Zhao Zhuo, Li Bing, Kang Xiaoqin, Chen Lei, Wei Xiang, Xin Meitin
State Key Laboratory for Manufacturing System Engineering, Xi'an Jiaotong University, No. 99 Yanxiang Road, Yanta District, Xi'an 710054, Shaanxi, China.
Rev Sci Instrum. 2020 Jan 1;91(1):015104. doi: 10.1063/1.5095557.
Image segmentation is a key technique in image analysis for object identification. In this paper, a hybrid segmentation method is proposed, which is based on the Anisotropic Gaussian Kernel (ANGK) edge detector and region adjacent graph (RAG) merging algorithm. An anisotropic directional derivative filter is constructed by angled ANGK to detect the edge contour of original images. Based on the gradient magnitude pattern of the edge contour from ANGK processing, watershed transform is adopted to produce initial partition (coarse segmentation result). Finally, combined with the RAG region merging algorithm, the proposed method performs fine segmentation by merging similar fragmented regions (initial partition) iteratively. Additionally, statistic similarity measure and shape cost function in merging cost are also introduced. They provide quantitative criteria for region merging, which have critical influences on the detection result. A series of experiments are conducted to evaluate the performance of this method, and a preferable localization accuracy as well as noise robustness is proved. Compared with conventional edge and region based methods, the proposed one has a superior segmentation effect. Another advantage is that the problem of oversegmentation can be solved effectively.

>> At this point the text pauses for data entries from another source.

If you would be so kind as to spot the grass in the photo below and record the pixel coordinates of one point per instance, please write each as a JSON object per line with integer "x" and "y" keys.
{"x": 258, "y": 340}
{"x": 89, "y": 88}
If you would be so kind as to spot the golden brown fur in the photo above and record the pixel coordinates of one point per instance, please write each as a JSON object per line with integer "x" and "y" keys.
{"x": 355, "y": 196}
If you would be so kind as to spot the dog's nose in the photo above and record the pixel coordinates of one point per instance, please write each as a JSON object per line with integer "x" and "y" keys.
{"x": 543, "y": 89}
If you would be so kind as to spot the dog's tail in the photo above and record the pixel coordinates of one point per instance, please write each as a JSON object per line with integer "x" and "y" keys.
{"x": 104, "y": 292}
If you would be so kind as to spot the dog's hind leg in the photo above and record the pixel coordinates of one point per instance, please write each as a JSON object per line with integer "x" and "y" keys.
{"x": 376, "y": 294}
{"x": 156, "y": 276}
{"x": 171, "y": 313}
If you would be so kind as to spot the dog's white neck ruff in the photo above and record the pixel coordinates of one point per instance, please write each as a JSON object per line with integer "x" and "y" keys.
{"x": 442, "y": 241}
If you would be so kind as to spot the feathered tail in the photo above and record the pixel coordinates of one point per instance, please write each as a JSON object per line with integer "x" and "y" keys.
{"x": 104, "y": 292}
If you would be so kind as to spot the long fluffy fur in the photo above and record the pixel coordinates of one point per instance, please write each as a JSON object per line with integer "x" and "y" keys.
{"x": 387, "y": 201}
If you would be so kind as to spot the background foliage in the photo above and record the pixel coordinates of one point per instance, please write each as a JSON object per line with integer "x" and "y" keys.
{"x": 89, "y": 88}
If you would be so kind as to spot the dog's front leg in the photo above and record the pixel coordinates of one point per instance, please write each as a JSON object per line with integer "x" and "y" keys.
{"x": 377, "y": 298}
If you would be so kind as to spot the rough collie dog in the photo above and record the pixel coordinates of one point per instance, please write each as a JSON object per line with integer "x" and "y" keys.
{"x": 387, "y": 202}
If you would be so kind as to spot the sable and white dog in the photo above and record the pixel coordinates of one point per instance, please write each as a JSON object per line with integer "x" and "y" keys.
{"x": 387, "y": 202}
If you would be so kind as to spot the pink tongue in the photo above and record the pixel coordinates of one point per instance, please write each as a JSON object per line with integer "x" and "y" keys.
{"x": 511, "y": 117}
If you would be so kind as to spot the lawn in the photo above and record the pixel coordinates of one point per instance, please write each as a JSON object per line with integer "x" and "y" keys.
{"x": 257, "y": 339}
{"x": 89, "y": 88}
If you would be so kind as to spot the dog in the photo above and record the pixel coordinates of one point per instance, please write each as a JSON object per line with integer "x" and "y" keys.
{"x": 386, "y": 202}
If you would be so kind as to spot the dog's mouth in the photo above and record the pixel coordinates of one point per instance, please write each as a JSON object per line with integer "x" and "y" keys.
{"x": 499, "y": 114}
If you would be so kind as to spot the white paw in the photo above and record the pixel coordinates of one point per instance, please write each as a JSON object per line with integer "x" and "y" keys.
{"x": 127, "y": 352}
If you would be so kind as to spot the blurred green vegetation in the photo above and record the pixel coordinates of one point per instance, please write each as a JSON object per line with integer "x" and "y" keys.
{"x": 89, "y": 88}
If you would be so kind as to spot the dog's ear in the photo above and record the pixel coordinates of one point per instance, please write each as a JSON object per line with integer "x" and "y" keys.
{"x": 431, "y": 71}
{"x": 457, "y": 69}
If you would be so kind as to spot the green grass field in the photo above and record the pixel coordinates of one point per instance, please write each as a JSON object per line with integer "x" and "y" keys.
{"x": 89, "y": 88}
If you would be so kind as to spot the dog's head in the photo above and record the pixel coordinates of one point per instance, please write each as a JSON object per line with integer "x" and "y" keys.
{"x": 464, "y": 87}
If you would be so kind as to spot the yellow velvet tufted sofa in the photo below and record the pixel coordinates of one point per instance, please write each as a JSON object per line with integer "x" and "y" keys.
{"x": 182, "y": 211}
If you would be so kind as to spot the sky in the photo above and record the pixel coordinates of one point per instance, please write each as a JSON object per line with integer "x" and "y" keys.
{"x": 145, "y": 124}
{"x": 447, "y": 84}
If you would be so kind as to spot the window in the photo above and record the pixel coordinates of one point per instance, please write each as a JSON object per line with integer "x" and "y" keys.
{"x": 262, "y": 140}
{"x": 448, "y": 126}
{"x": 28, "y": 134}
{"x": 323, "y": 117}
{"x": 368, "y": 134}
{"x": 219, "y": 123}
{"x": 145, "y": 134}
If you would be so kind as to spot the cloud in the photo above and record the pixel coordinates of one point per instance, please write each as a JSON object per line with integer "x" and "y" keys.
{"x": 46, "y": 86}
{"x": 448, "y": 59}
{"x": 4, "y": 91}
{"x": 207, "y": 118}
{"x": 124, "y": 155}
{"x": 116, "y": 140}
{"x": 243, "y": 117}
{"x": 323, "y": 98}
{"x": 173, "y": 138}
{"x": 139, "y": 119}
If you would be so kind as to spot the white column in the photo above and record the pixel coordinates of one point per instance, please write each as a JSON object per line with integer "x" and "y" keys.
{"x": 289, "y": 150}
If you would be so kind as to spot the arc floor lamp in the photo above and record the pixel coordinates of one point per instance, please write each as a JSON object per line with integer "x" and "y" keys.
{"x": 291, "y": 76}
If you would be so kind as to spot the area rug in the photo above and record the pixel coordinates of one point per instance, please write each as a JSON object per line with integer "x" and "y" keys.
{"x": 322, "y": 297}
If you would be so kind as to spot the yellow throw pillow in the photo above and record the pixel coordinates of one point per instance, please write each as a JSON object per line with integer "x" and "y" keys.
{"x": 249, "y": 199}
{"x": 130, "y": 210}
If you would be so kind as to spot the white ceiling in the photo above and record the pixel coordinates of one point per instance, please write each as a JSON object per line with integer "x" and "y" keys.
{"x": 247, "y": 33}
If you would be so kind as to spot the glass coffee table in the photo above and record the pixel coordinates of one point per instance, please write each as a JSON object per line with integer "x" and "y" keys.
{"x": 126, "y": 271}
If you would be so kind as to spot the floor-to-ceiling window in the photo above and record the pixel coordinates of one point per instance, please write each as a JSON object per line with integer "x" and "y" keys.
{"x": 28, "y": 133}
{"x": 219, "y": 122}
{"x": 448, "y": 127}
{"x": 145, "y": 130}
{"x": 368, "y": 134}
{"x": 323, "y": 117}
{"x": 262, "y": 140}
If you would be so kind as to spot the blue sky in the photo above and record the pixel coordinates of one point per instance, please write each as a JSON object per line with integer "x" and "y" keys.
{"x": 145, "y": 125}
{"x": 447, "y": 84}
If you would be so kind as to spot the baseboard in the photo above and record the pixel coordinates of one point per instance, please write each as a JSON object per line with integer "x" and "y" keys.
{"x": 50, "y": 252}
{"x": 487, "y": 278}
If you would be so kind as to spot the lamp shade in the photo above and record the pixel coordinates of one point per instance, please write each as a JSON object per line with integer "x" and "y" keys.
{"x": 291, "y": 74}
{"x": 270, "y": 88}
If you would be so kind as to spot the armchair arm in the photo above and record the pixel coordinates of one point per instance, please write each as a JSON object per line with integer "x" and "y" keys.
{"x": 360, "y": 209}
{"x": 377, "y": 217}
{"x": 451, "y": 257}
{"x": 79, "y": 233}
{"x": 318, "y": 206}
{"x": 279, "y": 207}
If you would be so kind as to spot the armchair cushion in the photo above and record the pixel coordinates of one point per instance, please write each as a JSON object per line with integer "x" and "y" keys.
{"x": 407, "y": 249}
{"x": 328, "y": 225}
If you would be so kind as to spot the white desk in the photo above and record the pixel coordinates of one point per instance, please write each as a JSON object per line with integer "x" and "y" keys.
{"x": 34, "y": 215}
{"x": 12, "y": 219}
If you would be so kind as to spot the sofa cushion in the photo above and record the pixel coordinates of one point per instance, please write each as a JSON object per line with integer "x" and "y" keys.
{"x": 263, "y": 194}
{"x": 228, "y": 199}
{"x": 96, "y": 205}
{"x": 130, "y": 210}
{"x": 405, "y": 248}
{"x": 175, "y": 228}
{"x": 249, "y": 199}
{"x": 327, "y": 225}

图像分割是图像分析中用于目标识别的一项关键技术。本文提出了一种基于各向异性高斯核(ANGK)边缘检测器和区域邻接图(RAG)合并算法的混合分割方法。通过倾斜的ANGK构建各向异性方向导数滤波器来检测原始图像的边缘轮廓。基于ANGK处理后的边缘轮廓的梯度幅值模式,采用分水岭变换来生成初始分割(粗分割结果)。最后,结合RAG区域合并算法,该方法通过迭代合并相似的碎片化区域(初始分割)来进行精细分割。此外,还引入了合并代价中的统计相似性度量和形状代价函数。它们为区域合并提供了定量标准,对检测结果有至关重要的影响。进行了一系列实验来评估该方法的性能,结果证明其具有较好的定位精度和噪声鲁棒性。与传统的基于边缘和区域的方法相比,该方法具有更优的分割效果。另一个优点是可以有效解决过分割问题。